BaB-PoNN: A Bit-Exact Branch-and-Bound Framework for Verified Robustness of Posit Neural Networks
摘要
We present BaB-PoNN, the first formal verification framework for verified robustness of neural networks that use posit arithmetic. BaB-PoNN reasons under the exact posit-8 operational semantics used at inference time, including quire-8 fused accumulation and a single quire-to-posit rounding per affine layer, so every robustness verdict is sound for the deployed implementation. The framework verifies mixed-budget robustness properties in which perturbations are constrained jointly by (i) the number of input coordinates that may change and (ii) the total number of bit flips across those coordinates. We formalize both local robustness, where search is restricted to a data-driven region of interest, and global robustness, where any coordinate may be perturbed within the same hybrid coordinate-bit neighborhood.
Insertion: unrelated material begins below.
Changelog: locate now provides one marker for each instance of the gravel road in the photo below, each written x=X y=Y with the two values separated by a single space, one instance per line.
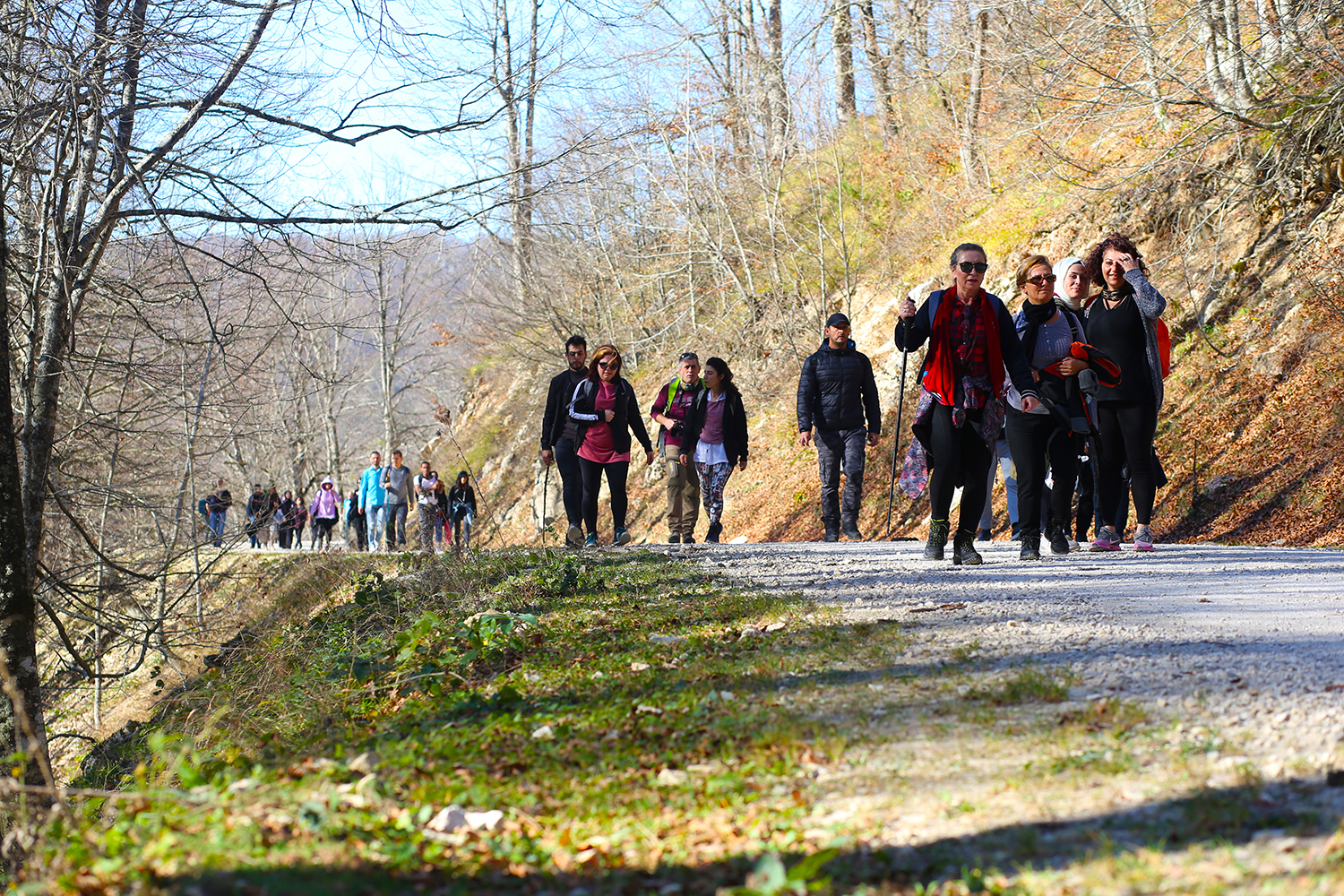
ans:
x=1245 y=640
BaB-PoNN performs an explicit-state search guided by admissible bounds from coordinate swings and per-bit gains, enabling sound pruning while remaining complete: for each input and budget, it either returns a concrete adversarial witness or proves robustness for the specified neighbourhood. Evaluations on posit-8 multilayer perceptron (MLP) and LeNet-5 convolutional neural network (CNN) architectures trained on MNIST show that BaB-PoNN can verify robustness under non-trivial mixed budgets and locate bit-precise adversarial witnesses.